かつてシメオネとグアルディオラが激突。
アトレティコ本拠地の数奇な歴史

  • 杉山茂樹●文 text by Sugiyama Shigeki
  • photo by Mutsu Kawamori/MUTSUFOTOGRAFIA

 当時、観客席があったのは正面スタンドのみだった。バックスタンドと両ゴール裏は芝生席で、日本の各地でよく目にする、国体開催のために建設された陸上競技場を想起させた。だが、正面スタンドだけは趣が違っていた。丸いお盆を半分に割ったような半円型の形状で、それを斜めに立て掛けたような、1度見たら忘れない特徴的な造りだった。

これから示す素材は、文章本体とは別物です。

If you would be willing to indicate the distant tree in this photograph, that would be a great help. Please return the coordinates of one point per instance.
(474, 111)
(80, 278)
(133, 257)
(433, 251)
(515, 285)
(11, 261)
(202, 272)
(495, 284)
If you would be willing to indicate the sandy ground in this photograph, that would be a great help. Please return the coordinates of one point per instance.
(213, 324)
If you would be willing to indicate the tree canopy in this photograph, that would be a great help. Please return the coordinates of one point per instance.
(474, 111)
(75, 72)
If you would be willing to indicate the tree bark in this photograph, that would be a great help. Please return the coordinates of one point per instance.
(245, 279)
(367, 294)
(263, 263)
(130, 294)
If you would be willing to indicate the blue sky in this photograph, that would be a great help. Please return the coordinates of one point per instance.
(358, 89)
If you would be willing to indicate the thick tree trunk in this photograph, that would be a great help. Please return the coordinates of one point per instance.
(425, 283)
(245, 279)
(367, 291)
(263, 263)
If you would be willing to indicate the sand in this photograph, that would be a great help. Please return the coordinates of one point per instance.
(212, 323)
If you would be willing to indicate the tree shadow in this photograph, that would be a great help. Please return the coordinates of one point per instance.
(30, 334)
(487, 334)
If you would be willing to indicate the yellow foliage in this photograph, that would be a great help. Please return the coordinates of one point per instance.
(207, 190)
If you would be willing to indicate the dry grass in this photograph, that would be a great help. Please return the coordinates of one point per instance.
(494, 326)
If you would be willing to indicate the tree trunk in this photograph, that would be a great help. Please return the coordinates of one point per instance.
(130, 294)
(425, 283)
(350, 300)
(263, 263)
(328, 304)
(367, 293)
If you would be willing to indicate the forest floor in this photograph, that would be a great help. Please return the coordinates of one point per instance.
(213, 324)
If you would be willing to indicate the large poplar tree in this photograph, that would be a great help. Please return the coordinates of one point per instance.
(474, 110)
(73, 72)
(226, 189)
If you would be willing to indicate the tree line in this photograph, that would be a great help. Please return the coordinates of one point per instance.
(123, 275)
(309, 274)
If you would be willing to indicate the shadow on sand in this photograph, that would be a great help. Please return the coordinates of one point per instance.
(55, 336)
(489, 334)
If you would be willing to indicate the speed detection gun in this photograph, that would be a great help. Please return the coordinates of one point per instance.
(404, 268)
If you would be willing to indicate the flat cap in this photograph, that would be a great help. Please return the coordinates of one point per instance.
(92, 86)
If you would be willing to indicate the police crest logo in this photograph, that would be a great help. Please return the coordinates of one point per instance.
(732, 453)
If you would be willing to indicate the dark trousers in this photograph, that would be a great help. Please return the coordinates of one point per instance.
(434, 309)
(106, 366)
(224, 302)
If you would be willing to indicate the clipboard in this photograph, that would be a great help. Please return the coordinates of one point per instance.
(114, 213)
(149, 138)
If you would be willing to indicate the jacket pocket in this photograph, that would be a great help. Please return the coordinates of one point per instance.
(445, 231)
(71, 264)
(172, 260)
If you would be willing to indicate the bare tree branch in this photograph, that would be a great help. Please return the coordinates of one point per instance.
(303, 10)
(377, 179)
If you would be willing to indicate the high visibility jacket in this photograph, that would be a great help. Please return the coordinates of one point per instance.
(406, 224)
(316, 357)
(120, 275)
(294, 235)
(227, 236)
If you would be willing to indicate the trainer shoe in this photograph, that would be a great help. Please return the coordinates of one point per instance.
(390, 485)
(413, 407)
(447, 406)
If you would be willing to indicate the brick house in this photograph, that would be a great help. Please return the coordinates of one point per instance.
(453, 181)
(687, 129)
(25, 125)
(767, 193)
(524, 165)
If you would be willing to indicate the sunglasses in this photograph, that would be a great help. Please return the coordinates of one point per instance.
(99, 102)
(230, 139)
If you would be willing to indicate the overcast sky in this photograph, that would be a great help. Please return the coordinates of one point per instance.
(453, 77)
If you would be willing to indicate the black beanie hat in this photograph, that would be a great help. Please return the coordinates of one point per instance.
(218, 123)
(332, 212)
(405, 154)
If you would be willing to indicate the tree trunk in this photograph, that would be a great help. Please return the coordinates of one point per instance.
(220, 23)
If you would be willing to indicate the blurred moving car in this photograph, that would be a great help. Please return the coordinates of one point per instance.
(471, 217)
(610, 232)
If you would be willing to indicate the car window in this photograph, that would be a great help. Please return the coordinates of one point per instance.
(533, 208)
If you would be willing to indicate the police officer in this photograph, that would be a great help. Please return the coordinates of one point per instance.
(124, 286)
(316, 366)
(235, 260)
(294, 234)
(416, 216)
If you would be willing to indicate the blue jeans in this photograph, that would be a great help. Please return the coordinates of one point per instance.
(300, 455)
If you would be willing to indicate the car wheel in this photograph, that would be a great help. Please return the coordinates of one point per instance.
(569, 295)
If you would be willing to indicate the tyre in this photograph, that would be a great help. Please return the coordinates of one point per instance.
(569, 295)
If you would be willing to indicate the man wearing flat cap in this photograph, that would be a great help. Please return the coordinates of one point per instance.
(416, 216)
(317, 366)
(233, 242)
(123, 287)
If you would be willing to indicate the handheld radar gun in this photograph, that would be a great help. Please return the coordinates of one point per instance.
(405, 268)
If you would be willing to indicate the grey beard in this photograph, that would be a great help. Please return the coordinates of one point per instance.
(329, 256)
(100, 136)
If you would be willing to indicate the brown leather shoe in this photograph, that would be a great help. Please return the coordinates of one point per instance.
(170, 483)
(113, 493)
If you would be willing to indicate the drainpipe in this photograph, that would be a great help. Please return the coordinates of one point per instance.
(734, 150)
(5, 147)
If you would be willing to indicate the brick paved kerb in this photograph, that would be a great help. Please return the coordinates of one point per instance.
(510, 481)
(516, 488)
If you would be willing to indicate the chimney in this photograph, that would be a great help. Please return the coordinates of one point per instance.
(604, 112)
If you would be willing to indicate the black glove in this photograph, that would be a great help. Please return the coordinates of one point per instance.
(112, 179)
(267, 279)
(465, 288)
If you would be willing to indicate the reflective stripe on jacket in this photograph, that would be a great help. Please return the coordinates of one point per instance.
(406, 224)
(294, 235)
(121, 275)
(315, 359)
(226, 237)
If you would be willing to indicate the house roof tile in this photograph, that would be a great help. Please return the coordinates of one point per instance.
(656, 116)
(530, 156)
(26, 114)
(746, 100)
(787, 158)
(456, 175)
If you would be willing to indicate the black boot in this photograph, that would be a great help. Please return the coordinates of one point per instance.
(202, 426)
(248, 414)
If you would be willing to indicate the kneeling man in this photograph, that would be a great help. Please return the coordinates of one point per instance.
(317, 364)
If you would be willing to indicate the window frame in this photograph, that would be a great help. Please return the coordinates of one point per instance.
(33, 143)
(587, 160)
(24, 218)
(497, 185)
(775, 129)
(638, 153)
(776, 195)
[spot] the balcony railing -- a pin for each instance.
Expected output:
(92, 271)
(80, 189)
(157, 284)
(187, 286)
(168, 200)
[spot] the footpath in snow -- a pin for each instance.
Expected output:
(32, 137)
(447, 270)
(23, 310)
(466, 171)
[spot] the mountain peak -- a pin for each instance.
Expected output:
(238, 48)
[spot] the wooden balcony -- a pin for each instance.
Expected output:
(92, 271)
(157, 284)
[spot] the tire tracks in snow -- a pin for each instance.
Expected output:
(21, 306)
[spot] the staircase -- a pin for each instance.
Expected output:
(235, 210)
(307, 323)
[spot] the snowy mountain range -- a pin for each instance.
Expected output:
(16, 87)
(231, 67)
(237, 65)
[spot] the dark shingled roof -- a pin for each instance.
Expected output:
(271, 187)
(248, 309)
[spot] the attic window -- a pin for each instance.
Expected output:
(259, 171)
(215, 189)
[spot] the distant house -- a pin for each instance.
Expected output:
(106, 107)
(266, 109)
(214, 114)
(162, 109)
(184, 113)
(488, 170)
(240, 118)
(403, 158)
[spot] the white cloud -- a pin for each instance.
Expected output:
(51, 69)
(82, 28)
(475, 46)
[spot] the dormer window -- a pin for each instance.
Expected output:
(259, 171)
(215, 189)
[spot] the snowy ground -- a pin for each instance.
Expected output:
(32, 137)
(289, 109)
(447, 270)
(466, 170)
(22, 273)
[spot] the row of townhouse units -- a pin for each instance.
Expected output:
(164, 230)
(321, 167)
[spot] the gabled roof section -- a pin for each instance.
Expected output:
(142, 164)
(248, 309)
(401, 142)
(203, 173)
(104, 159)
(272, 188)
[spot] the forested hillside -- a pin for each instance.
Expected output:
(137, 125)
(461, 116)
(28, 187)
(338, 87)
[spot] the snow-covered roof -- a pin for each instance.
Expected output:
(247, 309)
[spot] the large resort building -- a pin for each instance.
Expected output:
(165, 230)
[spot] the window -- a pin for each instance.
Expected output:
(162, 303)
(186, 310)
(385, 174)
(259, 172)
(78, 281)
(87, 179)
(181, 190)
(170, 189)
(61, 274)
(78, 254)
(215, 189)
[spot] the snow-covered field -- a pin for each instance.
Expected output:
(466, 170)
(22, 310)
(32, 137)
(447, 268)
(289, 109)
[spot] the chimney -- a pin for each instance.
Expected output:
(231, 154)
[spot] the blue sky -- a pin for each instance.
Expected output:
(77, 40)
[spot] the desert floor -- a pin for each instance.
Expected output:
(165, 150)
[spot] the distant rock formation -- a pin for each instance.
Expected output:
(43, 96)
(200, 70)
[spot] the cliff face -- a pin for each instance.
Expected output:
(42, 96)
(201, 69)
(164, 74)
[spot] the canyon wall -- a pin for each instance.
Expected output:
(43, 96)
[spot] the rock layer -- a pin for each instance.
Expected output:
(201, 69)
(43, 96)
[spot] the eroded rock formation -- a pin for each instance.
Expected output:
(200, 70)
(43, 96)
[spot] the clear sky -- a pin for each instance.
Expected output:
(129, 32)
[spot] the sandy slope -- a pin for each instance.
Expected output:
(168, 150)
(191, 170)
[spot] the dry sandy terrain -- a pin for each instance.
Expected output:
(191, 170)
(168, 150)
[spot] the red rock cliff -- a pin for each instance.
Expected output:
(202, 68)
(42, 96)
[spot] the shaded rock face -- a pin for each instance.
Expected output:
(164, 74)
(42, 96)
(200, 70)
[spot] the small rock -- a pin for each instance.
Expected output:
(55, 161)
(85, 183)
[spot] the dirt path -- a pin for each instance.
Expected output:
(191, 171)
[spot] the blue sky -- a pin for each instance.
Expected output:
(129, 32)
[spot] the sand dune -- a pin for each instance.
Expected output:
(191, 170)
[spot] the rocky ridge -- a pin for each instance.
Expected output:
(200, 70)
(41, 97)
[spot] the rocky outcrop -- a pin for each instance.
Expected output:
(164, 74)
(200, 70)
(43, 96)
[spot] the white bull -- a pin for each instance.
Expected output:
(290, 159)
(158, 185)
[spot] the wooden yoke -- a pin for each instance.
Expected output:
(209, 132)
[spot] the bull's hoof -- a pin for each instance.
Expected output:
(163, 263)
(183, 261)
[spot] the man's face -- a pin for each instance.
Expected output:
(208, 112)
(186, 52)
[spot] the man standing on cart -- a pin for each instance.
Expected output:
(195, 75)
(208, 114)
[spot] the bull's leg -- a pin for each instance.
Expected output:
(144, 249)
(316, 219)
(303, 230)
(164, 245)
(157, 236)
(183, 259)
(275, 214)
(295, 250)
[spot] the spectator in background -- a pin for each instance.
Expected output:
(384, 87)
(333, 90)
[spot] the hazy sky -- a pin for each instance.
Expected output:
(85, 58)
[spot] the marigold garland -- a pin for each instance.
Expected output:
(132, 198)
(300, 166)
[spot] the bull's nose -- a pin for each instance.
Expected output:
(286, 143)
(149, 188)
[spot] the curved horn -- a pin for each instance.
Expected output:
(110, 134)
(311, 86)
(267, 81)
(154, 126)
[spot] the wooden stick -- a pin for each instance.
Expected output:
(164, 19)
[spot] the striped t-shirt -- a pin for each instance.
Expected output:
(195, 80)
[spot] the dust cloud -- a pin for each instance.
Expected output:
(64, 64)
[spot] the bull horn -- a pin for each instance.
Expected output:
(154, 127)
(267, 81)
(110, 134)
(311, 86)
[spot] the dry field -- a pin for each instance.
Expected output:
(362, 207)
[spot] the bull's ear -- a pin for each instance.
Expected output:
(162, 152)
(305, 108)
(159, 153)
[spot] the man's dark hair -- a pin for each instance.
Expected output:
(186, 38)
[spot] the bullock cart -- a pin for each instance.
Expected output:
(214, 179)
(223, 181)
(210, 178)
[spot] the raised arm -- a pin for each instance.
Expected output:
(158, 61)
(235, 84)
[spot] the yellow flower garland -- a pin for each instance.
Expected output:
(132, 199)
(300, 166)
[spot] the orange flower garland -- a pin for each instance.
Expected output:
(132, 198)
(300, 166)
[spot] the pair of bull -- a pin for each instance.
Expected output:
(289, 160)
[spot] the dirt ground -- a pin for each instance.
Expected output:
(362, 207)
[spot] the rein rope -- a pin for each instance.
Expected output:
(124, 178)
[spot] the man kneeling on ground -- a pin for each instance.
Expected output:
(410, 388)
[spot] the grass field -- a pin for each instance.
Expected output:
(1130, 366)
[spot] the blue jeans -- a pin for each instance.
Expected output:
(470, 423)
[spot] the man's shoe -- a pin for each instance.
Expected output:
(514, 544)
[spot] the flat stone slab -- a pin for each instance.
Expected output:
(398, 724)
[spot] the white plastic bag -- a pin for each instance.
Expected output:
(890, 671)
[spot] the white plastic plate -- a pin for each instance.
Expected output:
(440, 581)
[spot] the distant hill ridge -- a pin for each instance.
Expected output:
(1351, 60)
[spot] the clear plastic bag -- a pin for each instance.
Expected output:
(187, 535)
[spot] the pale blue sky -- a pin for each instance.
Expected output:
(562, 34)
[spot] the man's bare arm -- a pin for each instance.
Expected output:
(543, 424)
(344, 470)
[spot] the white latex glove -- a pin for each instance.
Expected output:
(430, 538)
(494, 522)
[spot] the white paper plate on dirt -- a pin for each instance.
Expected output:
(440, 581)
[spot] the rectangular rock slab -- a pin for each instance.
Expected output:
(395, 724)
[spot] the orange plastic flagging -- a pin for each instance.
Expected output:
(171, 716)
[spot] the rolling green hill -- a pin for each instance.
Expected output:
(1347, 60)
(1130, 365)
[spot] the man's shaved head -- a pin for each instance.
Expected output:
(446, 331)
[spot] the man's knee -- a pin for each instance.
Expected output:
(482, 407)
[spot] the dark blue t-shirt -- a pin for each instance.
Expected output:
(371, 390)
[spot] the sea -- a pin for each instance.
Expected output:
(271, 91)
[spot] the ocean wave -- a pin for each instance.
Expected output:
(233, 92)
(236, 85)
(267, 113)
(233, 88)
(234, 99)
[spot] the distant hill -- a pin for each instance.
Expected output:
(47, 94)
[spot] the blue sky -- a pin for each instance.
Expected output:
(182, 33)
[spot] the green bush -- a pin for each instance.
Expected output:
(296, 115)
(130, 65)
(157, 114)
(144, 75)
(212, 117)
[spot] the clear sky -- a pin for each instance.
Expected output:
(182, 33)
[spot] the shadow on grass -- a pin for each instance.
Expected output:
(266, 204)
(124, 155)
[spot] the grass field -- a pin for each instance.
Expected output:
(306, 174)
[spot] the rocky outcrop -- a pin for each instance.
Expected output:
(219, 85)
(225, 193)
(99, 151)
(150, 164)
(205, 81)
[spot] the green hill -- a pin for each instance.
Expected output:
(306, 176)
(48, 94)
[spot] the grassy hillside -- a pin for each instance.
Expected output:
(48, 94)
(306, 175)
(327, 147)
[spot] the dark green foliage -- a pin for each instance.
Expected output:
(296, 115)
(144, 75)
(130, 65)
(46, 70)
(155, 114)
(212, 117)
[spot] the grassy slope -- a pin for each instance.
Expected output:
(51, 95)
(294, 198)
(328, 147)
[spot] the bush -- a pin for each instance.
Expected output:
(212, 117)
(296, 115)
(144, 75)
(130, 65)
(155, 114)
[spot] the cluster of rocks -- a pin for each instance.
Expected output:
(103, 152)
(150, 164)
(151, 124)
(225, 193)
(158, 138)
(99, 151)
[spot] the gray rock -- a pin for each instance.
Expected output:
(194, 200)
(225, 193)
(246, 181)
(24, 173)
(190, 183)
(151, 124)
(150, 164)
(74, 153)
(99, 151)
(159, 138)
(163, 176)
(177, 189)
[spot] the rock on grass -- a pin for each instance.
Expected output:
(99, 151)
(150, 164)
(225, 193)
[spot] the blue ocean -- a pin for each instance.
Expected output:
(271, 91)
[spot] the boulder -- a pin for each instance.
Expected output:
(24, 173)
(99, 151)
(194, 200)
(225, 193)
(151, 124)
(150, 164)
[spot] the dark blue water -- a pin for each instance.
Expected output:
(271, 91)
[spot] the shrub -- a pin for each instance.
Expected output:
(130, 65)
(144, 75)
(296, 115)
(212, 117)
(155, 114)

 アンバランスで、とても完成形には見えないスタジアムだった。なるほど、そうだったのかと、納得させられたのは、それからだいぶ経ったあとだ。マドリードがオリンピックの開催地に立候補する話を耳にした時だった。2012年、2016年、2020年と、マドリードは3度立候補しているが、そのメイン会場に予定されていたのがこのスタジアムだったのである。

 先に正面スタンドだけを造っておき、開催が決定したらバックとゴール裏席を建設しようとしたわけだ。しかし、マドリードはいずれも僅差で落選。招致活動の中で生まれた「エスタディオ・オリンピコ・デ・マドリード」(マドリード五輪競技場)案は、行き場を失うことになった。